Neste ano, vários Estados da Amazônia legal tem enfrentado queimadas em florestas — Foto: Reuters

Um grupo de 230 investidores institucionais, responsáveis pela gestão de US$ 16,2 trilhões, está pedindo às empresas que ajam contra o desmatamento e as queimadas que vêm atingindo a floresta amazônica. O documento foi divulgado pela ONG Ceres, sediada nos Estados Unidos, que reúne investidores e ambientalistas na promoção da sustentabilidade da economia.

 

"É com grande preocupação que acompanhamos a crescente crise do desmatamento e dos incêndios florestais no Brasil e na Bolívia. Como investidores, que têm o dever fiduciário de agir no melhor interesse de longo prazo de nossos beneficiários, reconhecemos o papel crucial que as florestas tropicais têm no combate às mudanças climáticas, na proteção da biodiversidade e na garantia dos serviços dos ecossistemas", diz o documento.

 

No texto, os signatários – entre os quais alguns dos maiores gestores de investimento do mundo – se dizem preocupados com os impactos financeiros que o desmatamento pode ter nas companhias em que investem, por poderem aumentar os riscos de reputação, operacionais e regulatórios.

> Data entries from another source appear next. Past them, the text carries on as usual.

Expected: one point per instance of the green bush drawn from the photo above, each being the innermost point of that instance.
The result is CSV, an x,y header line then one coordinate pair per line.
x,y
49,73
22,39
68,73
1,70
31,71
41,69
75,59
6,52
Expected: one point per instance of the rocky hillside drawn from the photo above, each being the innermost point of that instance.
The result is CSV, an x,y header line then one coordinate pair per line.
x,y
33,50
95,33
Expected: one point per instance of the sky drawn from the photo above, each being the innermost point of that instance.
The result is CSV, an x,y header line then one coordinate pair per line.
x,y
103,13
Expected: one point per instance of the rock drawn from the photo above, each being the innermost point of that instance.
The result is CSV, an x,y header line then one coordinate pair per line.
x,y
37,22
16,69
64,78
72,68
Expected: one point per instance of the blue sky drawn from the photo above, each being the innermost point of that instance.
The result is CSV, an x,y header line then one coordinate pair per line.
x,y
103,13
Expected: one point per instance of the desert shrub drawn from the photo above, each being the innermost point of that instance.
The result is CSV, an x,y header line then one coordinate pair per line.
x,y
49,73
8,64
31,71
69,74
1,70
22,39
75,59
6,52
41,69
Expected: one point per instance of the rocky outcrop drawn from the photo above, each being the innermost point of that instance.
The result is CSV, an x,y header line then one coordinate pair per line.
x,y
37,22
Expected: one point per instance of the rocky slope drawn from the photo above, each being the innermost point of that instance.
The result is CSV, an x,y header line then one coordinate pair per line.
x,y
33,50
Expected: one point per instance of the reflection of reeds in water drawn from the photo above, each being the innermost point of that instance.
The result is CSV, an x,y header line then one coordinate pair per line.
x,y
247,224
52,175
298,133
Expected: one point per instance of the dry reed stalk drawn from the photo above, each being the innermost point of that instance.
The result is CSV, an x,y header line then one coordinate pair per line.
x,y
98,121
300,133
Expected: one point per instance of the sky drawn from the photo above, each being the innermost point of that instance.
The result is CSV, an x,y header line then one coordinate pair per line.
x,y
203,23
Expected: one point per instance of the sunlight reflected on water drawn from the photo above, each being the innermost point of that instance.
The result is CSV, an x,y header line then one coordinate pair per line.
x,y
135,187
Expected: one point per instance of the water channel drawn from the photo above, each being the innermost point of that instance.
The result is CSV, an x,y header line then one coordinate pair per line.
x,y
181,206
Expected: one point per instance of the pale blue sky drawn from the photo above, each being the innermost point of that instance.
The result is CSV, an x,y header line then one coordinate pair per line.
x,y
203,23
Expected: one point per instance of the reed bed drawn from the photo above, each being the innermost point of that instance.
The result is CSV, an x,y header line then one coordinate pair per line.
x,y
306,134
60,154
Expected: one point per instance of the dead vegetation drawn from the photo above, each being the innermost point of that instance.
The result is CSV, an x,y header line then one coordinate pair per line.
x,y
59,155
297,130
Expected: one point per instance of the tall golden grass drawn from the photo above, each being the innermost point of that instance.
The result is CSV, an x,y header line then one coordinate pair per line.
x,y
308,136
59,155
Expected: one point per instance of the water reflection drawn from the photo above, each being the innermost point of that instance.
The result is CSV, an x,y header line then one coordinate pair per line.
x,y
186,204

"Estamos preocupados que empresas expostas ao potencial desmatamento em suas operações no Brasil e em suas cadeias de suprimento vão enfrentar dificuldades crescentes de acessar os mercados internacionais", diz o texto.

 

"Considerando os crescentes riscos (...) nós requisitamos com urgência que as empresas redobrem seus esforços e demonstrem seu compromisso claro de eliminar o desmatamento em suas operações e cadeias de suprimento".